Despite the massive talents of vocalist David Coverdale and his supporting cast of musicians (not to mention the unimpeachable resumé of producer Martin Birch), Come an' Get It was another maddeningly average Whitesnake album.
A thoroughly boring set that played it too safe and yielded no lasting live favorites, Come an' Get It was competent to the max -- in the hands of a debuting artist, it may have qualified as a classic -- but for a near-supergroup of such experience and pedigree, it instead smacked of severe underachievement.
Rare highlights include the driving energy of "Hot Stuff," the lively bar-room piano of "Wine, Women and Song," and the wistful, acoustic balladry of "Till the Day I Die." But these share space with run-of-the-mill bluesy rockers like "Don't Break My Heart Again" and "Would I Lie to You" -- all of them hard to fault, but equally impossible to praise.

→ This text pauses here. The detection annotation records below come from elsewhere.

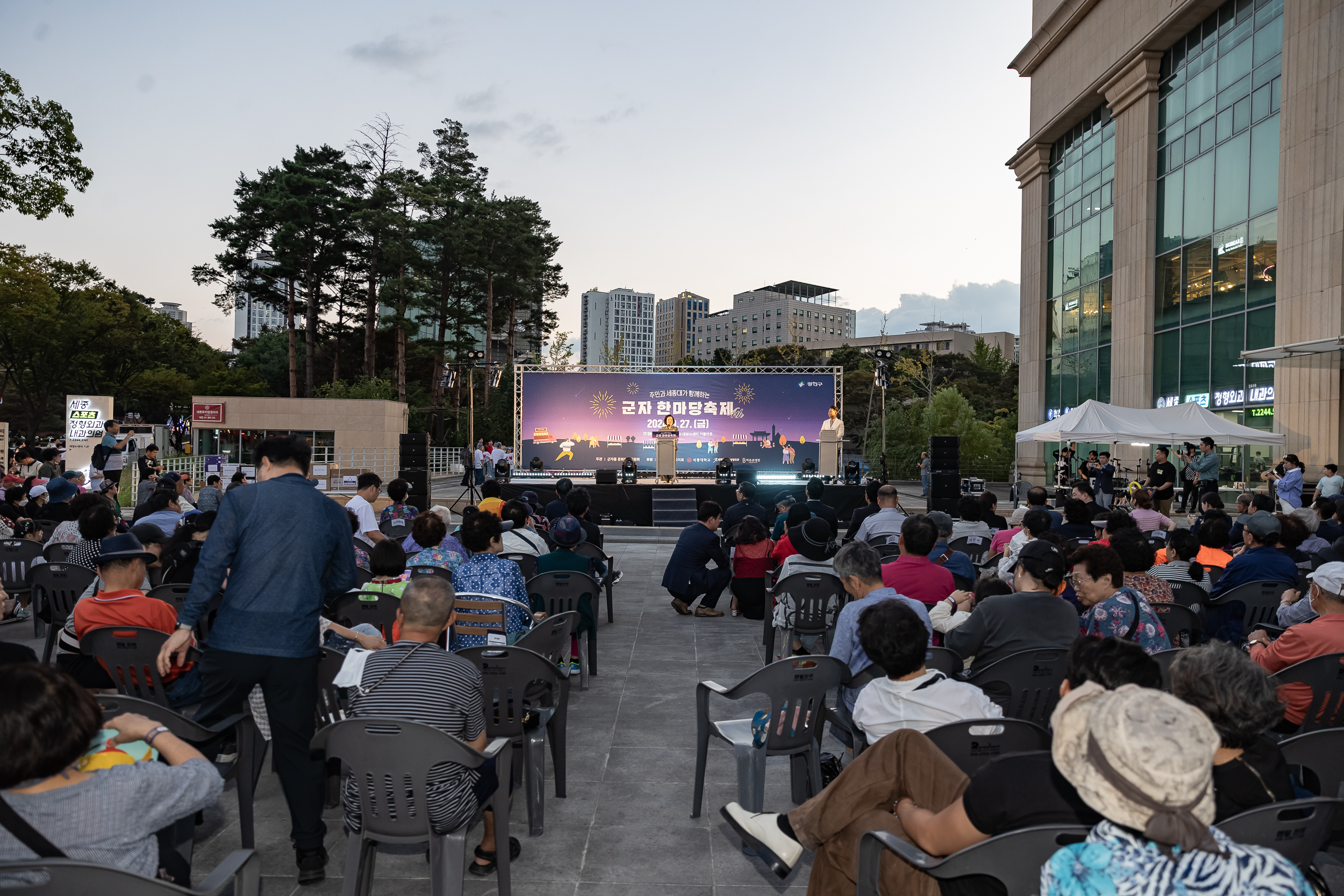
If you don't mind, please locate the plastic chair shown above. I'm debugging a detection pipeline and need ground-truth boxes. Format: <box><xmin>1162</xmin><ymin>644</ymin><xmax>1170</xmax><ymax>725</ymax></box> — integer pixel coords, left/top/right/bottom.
<box><xmin>1206</xmin><ymin>582</ymin><xmax>1297</xmax><ymax>632</ymax></box>
<box><xmin>967</xmin><ymin>648</ymin><xmax>1069</xmax><ymax>727</ymax></box>
<box><xmin>97</xmin><ymin>693</ymin><xmax>266</xmax><ymax>849</ymax></box>
<box><xmin>691</xmin><ymin>653</ymin><xmax>849</xmax><ymax>818</ymax></box>
<box><xmin>574</xmin><ymin>541</ymin><xmax>616</xmax><ymax>623</ymax></box>
<box><xmin>948</xmin><ymin>535</ymin><xmax>993</xmax><ymax>565</ymax></box>
<box><xmin>925</xmin><ymin>719</ymin><xmax>1050</xmax><ymax>777</ymax></box>
<box><xmin>331</xmin><ymin>591</ymin><xmax>402</xmax><ymax>643</ymax></box>
<box><xmin>42</xmin><ymin>541</ymin><xmax>75</xmax><ymax>563</ymax></box>
<box><xmin>855</xmin><ymin>825</ymin><xmax>1091</xmax><ymax>896</ymax></box>
<box><xmin>457</xmin><ymin>645</ymin><xmax>561</xmax><ymax>837</ymax></box>
<box><xmin>527</xmin><ymin>572</ymin><xmax>599</xmax><ymax>691</ymax></box>
<box><xmin>28</xmin><ymin>563</ymin><xmax>97</xmax><ymax>662</ymax></box>
<box><xmin>311</xmin><ymin>719</ymin><xmax>512</xmax><ymax>896</ymax></box>
<box><xmin>769</xmin><ymin>572</ymin><xmax>846</xmax><ymax>666</ymax></box>
<box><xmin>1269</xmin><ymin>653</ymin><xmax>1344</xmax><ymax>735</ymax></box>
<box><xmin>1148</xmin><ymin>600</ymin><xmax>1204</xmax><ymax>648</ymax></box>
<box><xmin>0</xmin><ymin>849</ymin><xmax>261</xmax><ymax>896</ymax></box>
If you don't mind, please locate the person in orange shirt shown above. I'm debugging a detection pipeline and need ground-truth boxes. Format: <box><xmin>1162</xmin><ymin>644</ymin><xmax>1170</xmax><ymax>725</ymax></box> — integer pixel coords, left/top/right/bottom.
<box><xmin>1246</xmin><ymin>563</ymin><xmax>1344</xmax><ymax>734</ymax></box>
<box><xmin>74</xmin><ymin>532</ymin><xmax>201</xmax><ymax>709</ymax></box>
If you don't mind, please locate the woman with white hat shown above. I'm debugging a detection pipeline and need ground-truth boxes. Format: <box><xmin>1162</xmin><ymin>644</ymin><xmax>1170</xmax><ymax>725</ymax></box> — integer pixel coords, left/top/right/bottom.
<box><xmin>1040</xmin><ymin>683</ymin><xmax>1312</xmax><ymax>896</ymax></box>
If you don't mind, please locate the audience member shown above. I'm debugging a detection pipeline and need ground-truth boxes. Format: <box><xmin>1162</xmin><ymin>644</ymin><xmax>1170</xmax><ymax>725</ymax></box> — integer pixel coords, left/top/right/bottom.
<box><xmin>0</xmin><ymin>662</ymin><xmax>225</xmax><ymax>888</ymax></box>
<box><xmin>1242</xmin><ymin>564</ymin><xmax>1344</xmax><ymax>734</ymax></box>
<box><xmin>943</xmin><ymin>539</ymin><xmax>1078</xmax><ymax>672</ymax></box>
<box><xmin>1069</xmin><ymin>544</ymin><xmax>1172</xmax><ymax>653</ymax></box>
<box><xmin>1038</xmin><ymin>685</ymin><xmax>1312</xmax><ymax>896</ymax></box>
<box><xmin>882</xmin><ymin>514</ymin><xmax>956</xmax><ymax>606</ymax></box>
<box><xmin>1171</xmin><ymin>641</ymin><xmax>1296</xmax><ymax>823</ymax></box>
<box><xmin>344</xmin><ymin>575</ymin><xmax>521</xmax><ymax>876</ymax></box>
<box><xmin>159</xmin><ymin>436</ymin><xmax>355</xmax><ymax>884</ymax></box>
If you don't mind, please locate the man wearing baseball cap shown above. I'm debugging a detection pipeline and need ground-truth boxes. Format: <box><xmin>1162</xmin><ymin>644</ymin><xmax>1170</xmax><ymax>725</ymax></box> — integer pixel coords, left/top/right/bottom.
<box><xmin>1242</xmin><ymin>563</ymin><xmax>1344</xmax><ymax>732</ymax></box>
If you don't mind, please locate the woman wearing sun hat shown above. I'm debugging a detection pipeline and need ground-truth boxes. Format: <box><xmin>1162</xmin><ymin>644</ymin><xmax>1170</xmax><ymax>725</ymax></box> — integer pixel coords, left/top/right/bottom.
<box><xmin>1040</xmin><ymin>683</ymin><xmax>1312</xmax><ymax>896</ymax></box>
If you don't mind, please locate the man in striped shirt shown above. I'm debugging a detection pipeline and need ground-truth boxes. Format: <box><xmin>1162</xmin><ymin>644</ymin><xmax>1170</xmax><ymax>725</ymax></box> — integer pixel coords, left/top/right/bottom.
<box><xmin>344</xmin><ymin>576</ymin><xmax>521</xmax><ymax>876</ymax></box>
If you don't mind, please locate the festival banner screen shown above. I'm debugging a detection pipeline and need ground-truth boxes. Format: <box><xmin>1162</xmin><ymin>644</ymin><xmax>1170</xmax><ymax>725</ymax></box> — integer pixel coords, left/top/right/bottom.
<box><xmin>516</xmin><ymin>371</ymin><xmax>835</xmax><ymax>471</ymax></box>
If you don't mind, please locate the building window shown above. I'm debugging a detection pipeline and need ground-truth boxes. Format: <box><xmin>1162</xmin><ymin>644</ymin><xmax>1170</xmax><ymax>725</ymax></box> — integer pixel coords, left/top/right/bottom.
<box><xmin>1153</xmin><ymin>0</ymin><xmax>1284</xmax><ymax>482</ymax></box>
<box><xmin>1043</xmin><ymin>106</ymin><xmax>1116</xmax><ymax>419</ymax></box>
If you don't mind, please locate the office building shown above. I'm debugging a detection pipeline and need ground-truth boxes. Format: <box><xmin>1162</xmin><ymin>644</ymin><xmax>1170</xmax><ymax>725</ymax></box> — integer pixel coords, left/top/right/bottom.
<box><xmin>692</xmin><ymin>279</ymin><xmax>855</xmax><ymax>360</ymax></box>
<box><xmin>1008</xmin><ymin>0</ymin><xmax>1344</xmax><ymax>486</ymax></box>
<box><xmin>653</xmin><ymin>293</ymin><xmax>710</xmax><ymax>367</ymax></box>
<box><xmin>580</xmin><ymin>286</ymin><xmax>655</xmax><ymax>367</ymax></box>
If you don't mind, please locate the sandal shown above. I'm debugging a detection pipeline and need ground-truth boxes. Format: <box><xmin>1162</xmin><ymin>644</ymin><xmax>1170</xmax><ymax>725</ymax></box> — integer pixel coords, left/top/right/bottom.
<box><xmin>467</xmin><ymin>837</ymin><xmax>523</xmax><ymax>877</ymax></box>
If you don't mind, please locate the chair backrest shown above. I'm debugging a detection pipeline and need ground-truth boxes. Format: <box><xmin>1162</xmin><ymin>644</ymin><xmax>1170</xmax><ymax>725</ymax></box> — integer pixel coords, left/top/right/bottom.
<box><xmin>312</xmin><ymin>718</ymin><xmax>489</xmax><ymax>838</ymax></box>
<box><xmin>331</xmin><ymin>591</ymin><xmax>402</xmax><ymax>643</ymax></box>
<box><xmin>0</xmin><ymin>539</ymin><xmax>42</xmax><ymax>594</ymax></box>
<box><xmin>1278</xmin><ymin>728</ymin><xmax>1344</xmax><ymax>797</ymax></box>
<box><xmin>967</xmin><ymin>648</ymin><xmax>1069</xmax><ymax>726</ymax></box>
<box><xmin>411</xmin><ymin>567</ymin><xmax>453</xmax><ymax>584</ymax></box>
<box><xmin>1270</xmin><ymin>653</ymin><xmax>1344</xmax><ymax>735</ymax></box>
<box><xmin>925</xmin><ymin>719</ymin><xmax>1050</xmax><ymax>775</ymax></box>
<box><xmin>948</xmin><ymin>535</ymin><xmax>993</xmax><ymax>565</ymax></box>
<box><xmin>527</xmin><ymin>572</ymin><xmax>598</xmax><ymax>617</ymax></box>
<box><xmin>42</xmin><ymin>541</ymin><xmax>75</xmax><ymax>563</ymax></box>
<box><xmin>500</xmin><ymin>554</ymin><xmax>537</xmax><ymax>582</ymax></box>
<box><xmin>1209</xmin><ymin>582</ymin><xmax>1297</xmax><ymax>632</ymax></box>
<box><xmin>1215</xmin><ymin>797</ymin><xmax>1344</xmax><ymax>868</ymax></box>
<box><xmin>457</xmin><ymin>645</ymin><xmax>561</xmax><ymax>737</ymax></box>
<box><xmin>925</xmin><ymin>648</ymin><xmax>967</xmax><ymax>677</ymax></box>
<box><xmin>728</xmin><ymin>658</ymin><xmax>849</xmax><ymax>755</ymax></box>
<box><xmin>28</xmin><ymin>563</ymin><xmax>97</xmax><ymax>626</ymax></box>
<box><xmin>1148</xmin><ymin>602</ymin><xmax>1204</xmax><ymax>648</ymax></box>
<box><xmin>513</xmin><ymin>610</ymin><xmax>580</xmax><ymax>662</ymax></box>
<box><xmin>774</xmin><ymin>572</ymin><xmax>846</xmax><ymax>634</ymax></box>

Yawn! Even the quasi-epic "Child of Babylon" fails to live up to initial promise, a half-hearted effort that easily defines the entire record's abiding sense of indifference.
No doubt a reflection of Coverdale's own fluctuating interest in the group, Come an' Get It's confounding mediocrity would thankfully give way to the just as inexplicable brilliance of 1982's Saints & Sinners and 1984's Slide It In -- a two-towered climax of Whitesnake's career that displayed a newfound zest in urgency and inspiration.